Now the Lord blessed the latter days of Job more than his beginning … He also had seven sons and three daughters. Job 42:12–13 NKJV
God had blessed Job and his wife with a large family; they had ten children in all, seven sons and three daughters (1:2). It appears that Job was somewhat worried about the spiritual state of his children—they seemed to enjoy the “good life” or party life a bit too much (1:4, 18). He would rise early in the morning and offer sacrifices for them (1:5) just in case they might have sinned. Then tragedy struck Job and his family. Satan was allowed by God to bring disaster upon his household—his children all died (1:18–19).
At the end of his trials, God gave Job more children to replace those who had died (42:12–13). Obviously those adult children who died could not really be replaced, for each were individuals who had a unique personality and relationship with Job and their mother. The point, however, is not so much that God replaced them as it is He blessed Job with children once again.

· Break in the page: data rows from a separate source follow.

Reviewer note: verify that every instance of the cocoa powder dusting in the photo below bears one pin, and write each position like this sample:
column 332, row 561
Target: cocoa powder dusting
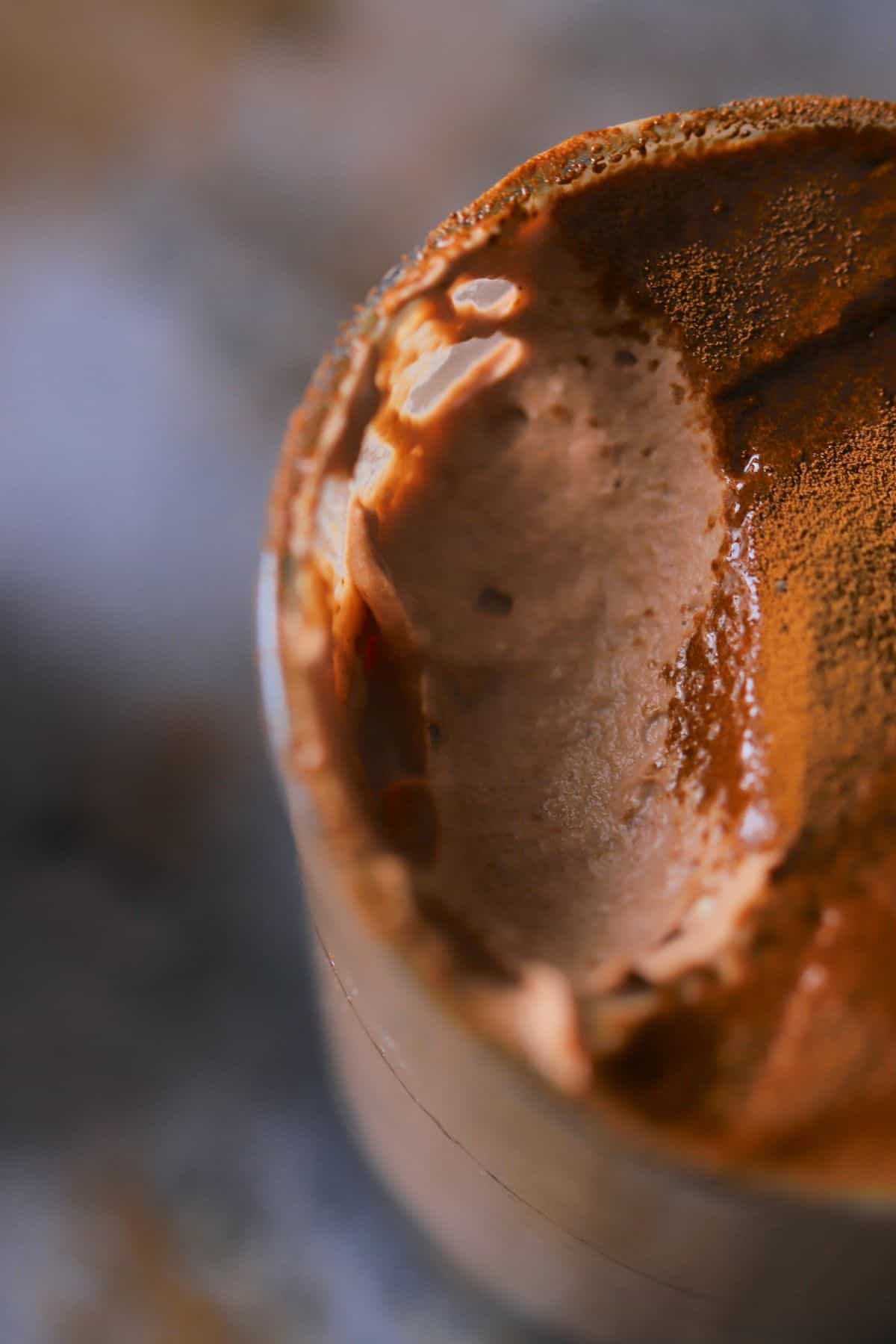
column 782, row 706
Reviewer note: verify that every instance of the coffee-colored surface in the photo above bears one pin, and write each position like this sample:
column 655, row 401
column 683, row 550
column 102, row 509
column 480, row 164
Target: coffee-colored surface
column 608, row 526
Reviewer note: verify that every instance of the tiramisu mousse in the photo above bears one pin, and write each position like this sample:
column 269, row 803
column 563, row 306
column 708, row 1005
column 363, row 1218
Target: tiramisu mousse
column 605, row 529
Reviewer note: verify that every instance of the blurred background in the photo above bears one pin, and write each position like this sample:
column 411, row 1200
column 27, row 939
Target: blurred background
column 195, row 193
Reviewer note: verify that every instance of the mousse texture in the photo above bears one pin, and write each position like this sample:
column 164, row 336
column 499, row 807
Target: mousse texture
column 608, row 541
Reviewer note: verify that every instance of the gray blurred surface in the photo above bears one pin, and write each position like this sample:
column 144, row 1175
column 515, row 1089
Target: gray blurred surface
column 195, row 193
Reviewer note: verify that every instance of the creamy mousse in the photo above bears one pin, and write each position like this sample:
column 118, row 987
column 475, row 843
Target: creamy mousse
column 606, row 534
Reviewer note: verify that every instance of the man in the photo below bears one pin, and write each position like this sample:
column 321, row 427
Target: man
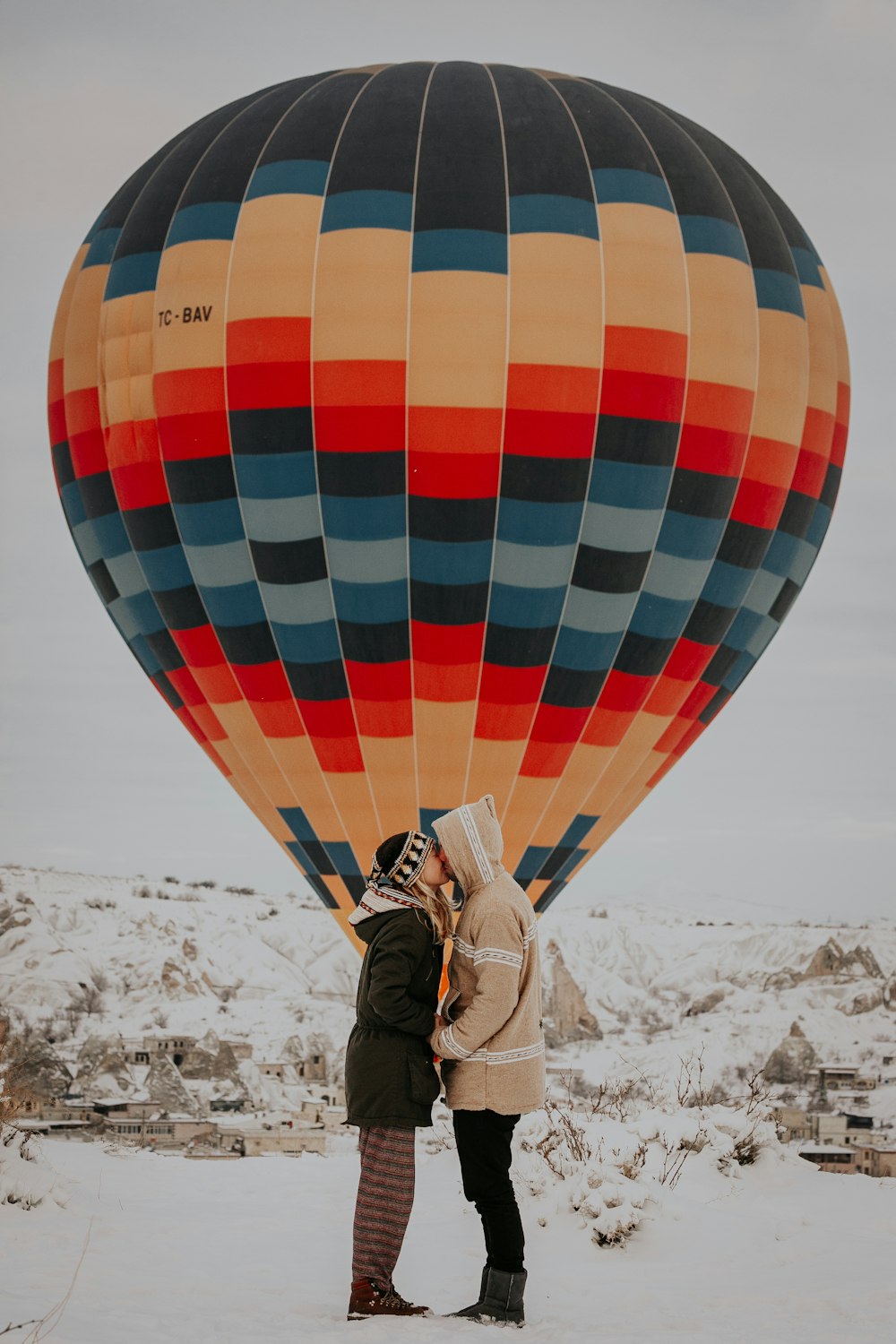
column 492, row 1043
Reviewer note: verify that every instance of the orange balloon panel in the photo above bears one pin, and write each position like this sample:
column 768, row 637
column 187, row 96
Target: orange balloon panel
column 441, row 429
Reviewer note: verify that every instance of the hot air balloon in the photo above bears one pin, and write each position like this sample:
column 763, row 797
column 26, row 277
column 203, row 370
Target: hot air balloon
column 438, row 429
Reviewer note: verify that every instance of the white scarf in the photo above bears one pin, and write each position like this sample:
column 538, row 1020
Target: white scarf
column 378, row 898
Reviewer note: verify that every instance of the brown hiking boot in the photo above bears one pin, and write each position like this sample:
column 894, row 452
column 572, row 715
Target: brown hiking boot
column 368, row 1297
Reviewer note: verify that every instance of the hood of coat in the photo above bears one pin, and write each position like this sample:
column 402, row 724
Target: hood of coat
column 367, row 927
column 473, row 843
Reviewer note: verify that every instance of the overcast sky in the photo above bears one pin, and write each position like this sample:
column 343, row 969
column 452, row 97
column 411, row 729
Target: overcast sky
column 786, row 806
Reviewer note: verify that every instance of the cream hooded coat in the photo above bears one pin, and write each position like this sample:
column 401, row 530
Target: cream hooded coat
column 493, row 1048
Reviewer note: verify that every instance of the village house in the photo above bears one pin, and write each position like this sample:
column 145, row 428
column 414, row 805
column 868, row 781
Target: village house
column 840, row 1161
column 312, row 1067
column 290, row 1137
column 841, row 1129
column 876, row 1160
column 793, row 1124
column 160, row 1131
column 841, row 1077
column 175, row 1047
column 134, row 1051
column 273, row 1070
column 241, row 1048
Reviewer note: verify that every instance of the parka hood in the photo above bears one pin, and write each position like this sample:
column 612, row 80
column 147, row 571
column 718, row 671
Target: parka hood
column 367, row 927
column 473, row 843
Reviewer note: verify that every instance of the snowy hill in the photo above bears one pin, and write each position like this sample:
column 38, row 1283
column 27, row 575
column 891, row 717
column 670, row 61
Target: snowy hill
column 626, row 989
column 656, row 1215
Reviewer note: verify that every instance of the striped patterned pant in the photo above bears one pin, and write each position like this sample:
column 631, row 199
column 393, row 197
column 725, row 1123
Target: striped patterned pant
column 384, row 1201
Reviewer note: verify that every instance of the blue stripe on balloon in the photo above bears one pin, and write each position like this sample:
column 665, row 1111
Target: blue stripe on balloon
column 73, row 504
column 780, row 292
column 818, row 526
column 629, row 486
column 538, row 524
column 578, row 830
column 289, row 177
column 314, row 642
column 274, row 476
column 166, row 569
column 460, row 249
column 210, row 220
column 586, row 650
column 211, row 523
column 145, row 613
column 371, row 604
column 343, row 857
column 532, row 860
column 688, row 537
column 450, row 562
column 727, row 585
column 630, row 185
column 782, row 554
column 238, row 604
column 743, row 628
column 144, row 655
column 110, row 535
column 102, row 246
column 568, row 865
column 807, row 263
column 659, row 617
column 368, row 210
column 548, row 214
column 349, row 518
column 132, row 274
column 719, row 237
column 524, row 607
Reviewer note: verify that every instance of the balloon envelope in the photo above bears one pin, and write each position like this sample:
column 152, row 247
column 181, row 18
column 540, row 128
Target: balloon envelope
column 441, row 429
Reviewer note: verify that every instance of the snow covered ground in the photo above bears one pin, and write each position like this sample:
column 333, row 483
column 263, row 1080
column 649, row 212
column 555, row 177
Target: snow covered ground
column 163, row 1249
column 151, row 1247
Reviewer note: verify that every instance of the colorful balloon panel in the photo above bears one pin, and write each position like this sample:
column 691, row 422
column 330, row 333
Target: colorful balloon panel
column 443, row 429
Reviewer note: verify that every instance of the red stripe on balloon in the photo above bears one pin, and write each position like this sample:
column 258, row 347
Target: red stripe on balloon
column 140, row 484
column 269, row 386
column 263, row 340
column 758, row 504
column 454, row 476
column 641, row 395
column 359, row 429
column 450, row 644
column 549, row 433
column 454, row 429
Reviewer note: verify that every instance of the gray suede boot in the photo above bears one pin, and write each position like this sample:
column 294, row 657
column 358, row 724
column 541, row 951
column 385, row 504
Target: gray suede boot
column 500, row 1298
column 477, row 1306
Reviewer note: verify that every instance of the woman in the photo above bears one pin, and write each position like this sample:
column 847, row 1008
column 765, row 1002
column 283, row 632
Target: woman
column 390, row 1078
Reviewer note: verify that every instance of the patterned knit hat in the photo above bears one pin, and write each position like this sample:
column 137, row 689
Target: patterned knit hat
column 409, row 865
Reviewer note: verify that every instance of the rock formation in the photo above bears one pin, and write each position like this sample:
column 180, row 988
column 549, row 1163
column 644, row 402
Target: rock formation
column 705, row 1004
column 565, row 1013
column 166, row 1088
column 831, row 960
column 866, row 1002
column 791, row 1059
column 210, row 1058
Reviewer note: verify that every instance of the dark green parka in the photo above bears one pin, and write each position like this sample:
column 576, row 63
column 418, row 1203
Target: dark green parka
column 390, row 1077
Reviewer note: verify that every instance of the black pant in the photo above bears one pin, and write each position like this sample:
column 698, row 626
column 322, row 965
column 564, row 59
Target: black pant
column 484, row 1150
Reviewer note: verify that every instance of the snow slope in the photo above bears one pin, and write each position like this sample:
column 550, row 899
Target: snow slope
column 257, row 1252
column 187, row 960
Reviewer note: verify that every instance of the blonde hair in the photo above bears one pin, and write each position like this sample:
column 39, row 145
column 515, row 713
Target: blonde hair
column 438, row 906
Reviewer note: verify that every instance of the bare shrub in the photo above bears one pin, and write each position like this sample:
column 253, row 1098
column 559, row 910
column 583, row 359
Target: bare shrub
column 564, row 1140
column 99, row 978
column 86, row 999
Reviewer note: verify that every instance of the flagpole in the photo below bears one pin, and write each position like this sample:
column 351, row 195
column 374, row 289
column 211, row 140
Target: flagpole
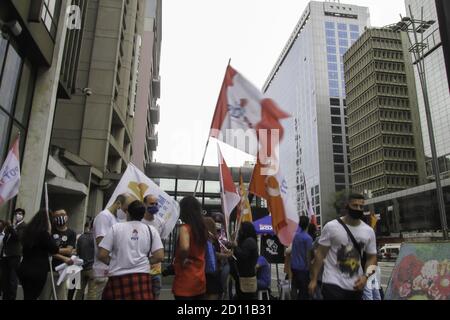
column 201, row 166
column 206, row 147
column 50, row 257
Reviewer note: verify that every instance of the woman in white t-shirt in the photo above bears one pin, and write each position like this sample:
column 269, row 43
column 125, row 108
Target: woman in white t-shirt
column 129, row 248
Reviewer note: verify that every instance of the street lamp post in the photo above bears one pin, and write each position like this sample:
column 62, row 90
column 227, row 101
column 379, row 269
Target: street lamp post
column 417, row 47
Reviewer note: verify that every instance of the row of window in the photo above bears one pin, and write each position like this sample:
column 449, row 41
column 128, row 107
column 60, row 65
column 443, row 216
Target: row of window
column 393, row 90
column 362, row 97
column 400, row 154
column 395, row 114
column 355, row 75
column 370, row 151
column 341, row 26
column 368, row 173
column 367, row 132
column 402, row 181
column 390, row 66
column 362, row 110
column 364, row 122
column 396, row 127
column 388, row 54
column 337, row 139
column 392, row 78
column 398, row 140
column 387, row 43
column 373, row 185
column 370, row 158
column 400, row 167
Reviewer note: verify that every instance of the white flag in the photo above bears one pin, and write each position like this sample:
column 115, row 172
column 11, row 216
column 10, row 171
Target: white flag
column 138, row 185
column 10, row 174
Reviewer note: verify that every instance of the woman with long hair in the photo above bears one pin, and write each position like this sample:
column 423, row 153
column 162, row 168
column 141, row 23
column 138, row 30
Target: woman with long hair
column 38, row 245
column 190, row 279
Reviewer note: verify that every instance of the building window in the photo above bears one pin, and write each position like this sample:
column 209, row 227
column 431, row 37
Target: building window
column 336, row 130
column 330, row 33
column 338, row 159
column 336, row 111
column 336, row 120
column 335, row 102
column 50, row 15
column 329, row 25
column 354, row 28
column 337, row 139
column 339, row 179
column 342, row 34
column 338, row 149
column 16, row 89
column 342, row 27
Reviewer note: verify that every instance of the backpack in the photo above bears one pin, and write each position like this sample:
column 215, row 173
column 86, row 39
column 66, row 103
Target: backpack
column 210, row 258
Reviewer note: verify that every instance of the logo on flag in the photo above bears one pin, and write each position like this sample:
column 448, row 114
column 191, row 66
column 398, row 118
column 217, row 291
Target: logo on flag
column 135, row 183
column 10, row 174
column 229, row 194
column 247, row 120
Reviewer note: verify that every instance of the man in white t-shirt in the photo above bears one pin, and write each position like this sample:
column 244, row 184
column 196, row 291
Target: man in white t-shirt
column 152, row 218
column 102, row 224
column 343, row 277
column 129, row 248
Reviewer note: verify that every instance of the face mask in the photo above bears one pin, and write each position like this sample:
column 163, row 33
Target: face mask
column 60, row 221
column 153, row 209
column 355, row 214
column 121, row 215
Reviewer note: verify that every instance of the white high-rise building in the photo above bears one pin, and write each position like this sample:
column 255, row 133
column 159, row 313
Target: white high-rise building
column 308, row 82
column 437, row 84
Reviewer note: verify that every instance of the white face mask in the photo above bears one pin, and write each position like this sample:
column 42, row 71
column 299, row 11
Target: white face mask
column 121, row 215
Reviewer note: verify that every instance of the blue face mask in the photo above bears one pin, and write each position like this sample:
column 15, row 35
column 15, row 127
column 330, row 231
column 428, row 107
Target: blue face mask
column 153, row 209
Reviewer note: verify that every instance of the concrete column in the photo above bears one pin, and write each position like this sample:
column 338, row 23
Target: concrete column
column 40, row 126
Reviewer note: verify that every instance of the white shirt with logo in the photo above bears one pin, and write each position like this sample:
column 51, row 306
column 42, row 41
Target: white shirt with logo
column 157, row 223
column 102, row 224
column 129, row 247
column 342, row 263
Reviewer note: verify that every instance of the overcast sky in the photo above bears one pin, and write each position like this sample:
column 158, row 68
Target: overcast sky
column 198, row 38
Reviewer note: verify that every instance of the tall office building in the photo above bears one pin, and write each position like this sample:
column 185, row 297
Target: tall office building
column 308, row 82
column 438, row 86
column 146, row 118
column 38, row 49
column 92, row 134
column 386, row 147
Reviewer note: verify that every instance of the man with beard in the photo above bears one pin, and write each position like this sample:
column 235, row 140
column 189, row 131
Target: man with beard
column 342, row 245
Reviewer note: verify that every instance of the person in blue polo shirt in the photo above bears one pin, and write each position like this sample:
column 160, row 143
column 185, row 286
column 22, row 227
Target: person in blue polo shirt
column 301, row 256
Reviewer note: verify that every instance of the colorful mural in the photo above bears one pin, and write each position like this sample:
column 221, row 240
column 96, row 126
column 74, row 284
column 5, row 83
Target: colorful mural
column 422, row 272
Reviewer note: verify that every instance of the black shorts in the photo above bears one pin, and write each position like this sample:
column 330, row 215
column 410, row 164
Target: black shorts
column 213, row 283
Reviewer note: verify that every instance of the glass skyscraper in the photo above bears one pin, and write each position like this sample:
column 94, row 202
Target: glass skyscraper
column 308, row 81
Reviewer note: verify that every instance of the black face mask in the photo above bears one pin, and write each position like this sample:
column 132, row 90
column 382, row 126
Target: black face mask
column 60, row 221
column 355, row 214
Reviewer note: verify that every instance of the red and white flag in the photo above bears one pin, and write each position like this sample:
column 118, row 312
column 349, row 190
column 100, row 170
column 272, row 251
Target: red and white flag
column 229, row 193
column 242, row 111
column 10, row 174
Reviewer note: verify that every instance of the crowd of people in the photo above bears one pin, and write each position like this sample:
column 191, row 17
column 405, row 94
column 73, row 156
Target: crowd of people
column 122, row 254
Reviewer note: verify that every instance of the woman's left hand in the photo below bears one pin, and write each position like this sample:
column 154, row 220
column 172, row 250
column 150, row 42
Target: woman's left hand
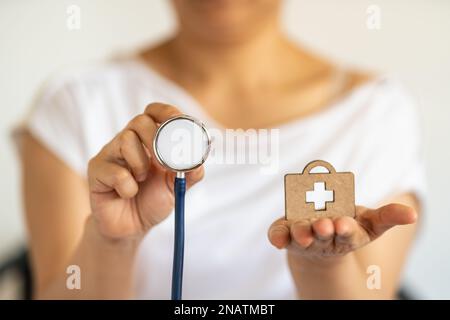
column 323, row 238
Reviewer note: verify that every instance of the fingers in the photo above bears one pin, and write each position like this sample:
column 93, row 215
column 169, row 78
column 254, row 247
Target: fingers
column 194, row 176
column 378, row 221
column 349, row 234
column 126, row 159
column 145, row 128
column 160, row 112
column 107, row 176
column 279, row 233
column 133, row 153
column 302, row 234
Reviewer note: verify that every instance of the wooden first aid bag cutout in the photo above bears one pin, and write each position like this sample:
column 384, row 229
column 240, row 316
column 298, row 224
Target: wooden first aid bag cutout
column 313, row 195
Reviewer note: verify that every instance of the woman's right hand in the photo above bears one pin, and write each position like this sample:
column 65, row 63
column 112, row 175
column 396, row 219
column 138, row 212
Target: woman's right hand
column 130, row 192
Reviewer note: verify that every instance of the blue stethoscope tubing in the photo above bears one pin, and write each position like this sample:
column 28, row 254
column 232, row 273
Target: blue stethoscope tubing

God also restored the livestock that Job had lost—not only restored them, but doubled them, for he had fourteen thousand sheep, six thousand camels, one thousand yoke of oxen, and one thousand female donkeys (42:12; cf. 1:3). However, when God restored Job’s children, He did not double them. He replaced them with the same number that Job had in the beginning of the book. Why? This answer is as clear as it is wonderful: Job already had seven sons and three daughters waiting for him in heaven! So God had doubled them after all! God’s voice to Job and his wife essentially was, “Don’t worry, you will see them again.” In these things connected with Job, his trials, and recovery, we see the “end intended by the Lord—that the Lord is very compassionate and merciful” (Jas. 5:11).